Reuters headline: Piggy banks fly off shelves in freshly frugal U.S.

Let’s think about that headline for a minute. Piggy banks are a nonessential item, a luxury. Any part of U.S. society in which they are “flying off shelves” is, by definition, not frugal. The headline is a contradiction in terms (in other words, it’s nonsense).

Now let’s look at the actual article. Here’s how it starts:

Recession-wary Americans embraced the virtues of thrift this Christmas, with stores reporting a clear rise in the popularity of piggy banks.

“We have been selling coin banks really well,” said Laura Kellner at Kikkerland Design Inc. in New York City, whose stylish chrome pig is priced at $31.

The Reuters journalist is determined to shoehorn this story into a predetermined recession-thrift narrative. But it doesn’t really fit. As Kellner points out, spending $31 on a chrome piggy bank is stylish. It is not “frugal” or “thrifty”.

Later in the story is a quote that could have clued in the journalist to what is really going on, if he or she had been interested:

“We definitely noticed a trend with the piggy banks,” said Erin Mara at Homebody, a design store in the Capitol Hill neighborhood of Washington, DC.

“People were very upfront about the need to save…the pig is very symbolic of that sentiment,” she said.

Yes. A $31 chrome pig is a symbol of thrift.

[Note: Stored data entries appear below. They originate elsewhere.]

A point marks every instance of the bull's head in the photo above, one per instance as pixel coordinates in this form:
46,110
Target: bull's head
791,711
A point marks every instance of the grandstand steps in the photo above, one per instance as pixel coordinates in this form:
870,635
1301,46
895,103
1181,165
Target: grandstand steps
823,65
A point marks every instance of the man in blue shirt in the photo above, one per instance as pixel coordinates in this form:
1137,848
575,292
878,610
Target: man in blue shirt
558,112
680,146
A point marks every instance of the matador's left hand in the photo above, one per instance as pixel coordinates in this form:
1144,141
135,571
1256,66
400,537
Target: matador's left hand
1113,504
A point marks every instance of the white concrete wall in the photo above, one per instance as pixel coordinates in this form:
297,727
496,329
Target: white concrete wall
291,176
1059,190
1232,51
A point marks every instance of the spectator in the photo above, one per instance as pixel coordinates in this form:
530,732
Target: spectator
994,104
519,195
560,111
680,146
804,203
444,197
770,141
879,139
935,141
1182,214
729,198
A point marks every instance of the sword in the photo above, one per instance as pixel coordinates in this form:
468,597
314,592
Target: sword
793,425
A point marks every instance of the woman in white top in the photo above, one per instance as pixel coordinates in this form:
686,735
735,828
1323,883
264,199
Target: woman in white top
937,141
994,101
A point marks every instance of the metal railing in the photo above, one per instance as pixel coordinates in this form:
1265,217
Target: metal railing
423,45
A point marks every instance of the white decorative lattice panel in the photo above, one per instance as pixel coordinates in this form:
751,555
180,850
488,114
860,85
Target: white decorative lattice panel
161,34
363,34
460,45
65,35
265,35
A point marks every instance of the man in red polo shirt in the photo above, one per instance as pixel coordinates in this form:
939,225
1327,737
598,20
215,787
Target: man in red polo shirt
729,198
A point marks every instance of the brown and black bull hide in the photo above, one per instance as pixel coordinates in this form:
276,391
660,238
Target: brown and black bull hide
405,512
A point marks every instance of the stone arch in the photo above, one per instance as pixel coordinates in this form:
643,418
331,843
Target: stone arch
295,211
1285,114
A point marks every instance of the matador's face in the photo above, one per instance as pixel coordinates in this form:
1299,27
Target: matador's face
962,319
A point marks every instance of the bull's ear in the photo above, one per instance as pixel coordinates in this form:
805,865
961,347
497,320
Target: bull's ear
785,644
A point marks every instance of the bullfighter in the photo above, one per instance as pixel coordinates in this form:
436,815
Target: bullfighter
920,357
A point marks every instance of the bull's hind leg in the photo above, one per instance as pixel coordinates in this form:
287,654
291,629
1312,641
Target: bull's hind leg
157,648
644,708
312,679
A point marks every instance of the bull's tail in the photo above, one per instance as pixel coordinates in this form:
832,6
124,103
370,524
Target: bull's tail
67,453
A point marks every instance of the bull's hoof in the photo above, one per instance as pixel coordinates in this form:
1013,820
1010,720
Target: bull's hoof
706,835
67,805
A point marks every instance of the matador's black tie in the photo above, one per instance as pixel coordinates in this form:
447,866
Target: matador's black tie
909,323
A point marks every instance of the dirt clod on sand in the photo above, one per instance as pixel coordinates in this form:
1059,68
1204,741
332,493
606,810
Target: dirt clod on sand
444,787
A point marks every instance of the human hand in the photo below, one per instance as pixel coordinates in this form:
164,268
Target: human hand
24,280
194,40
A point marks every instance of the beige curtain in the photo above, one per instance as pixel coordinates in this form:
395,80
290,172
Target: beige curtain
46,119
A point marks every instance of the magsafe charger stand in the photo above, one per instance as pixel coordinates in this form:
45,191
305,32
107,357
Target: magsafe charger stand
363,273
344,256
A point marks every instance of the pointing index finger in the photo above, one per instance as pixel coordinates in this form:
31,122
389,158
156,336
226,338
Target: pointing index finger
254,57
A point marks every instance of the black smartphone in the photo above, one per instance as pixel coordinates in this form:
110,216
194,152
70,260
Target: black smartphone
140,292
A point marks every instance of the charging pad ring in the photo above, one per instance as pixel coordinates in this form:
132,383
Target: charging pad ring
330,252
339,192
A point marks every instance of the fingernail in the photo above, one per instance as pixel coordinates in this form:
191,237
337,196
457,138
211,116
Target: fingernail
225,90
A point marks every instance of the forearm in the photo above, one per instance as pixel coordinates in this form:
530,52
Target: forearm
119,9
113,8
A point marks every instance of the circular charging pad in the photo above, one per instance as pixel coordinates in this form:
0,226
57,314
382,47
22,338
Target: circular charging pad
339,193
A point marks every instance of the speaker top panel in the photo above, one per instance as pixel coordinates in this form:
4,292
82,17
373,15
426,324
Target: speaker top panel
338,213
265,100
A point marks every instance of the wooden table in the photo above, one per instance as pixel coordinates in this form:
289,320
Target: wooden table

There is a difference between symbols and reality. (That’s why creating wealth by just printing more dollar bills doesn’t work.) So this story has nothing to do with frugality or thrift. It’s about affluent people buying stylish accessories that are trendy and symbolic of the times.

Genuinely thrifty people do not buy $31 chrome piggy banks. They save their coins in a mayonaise jar.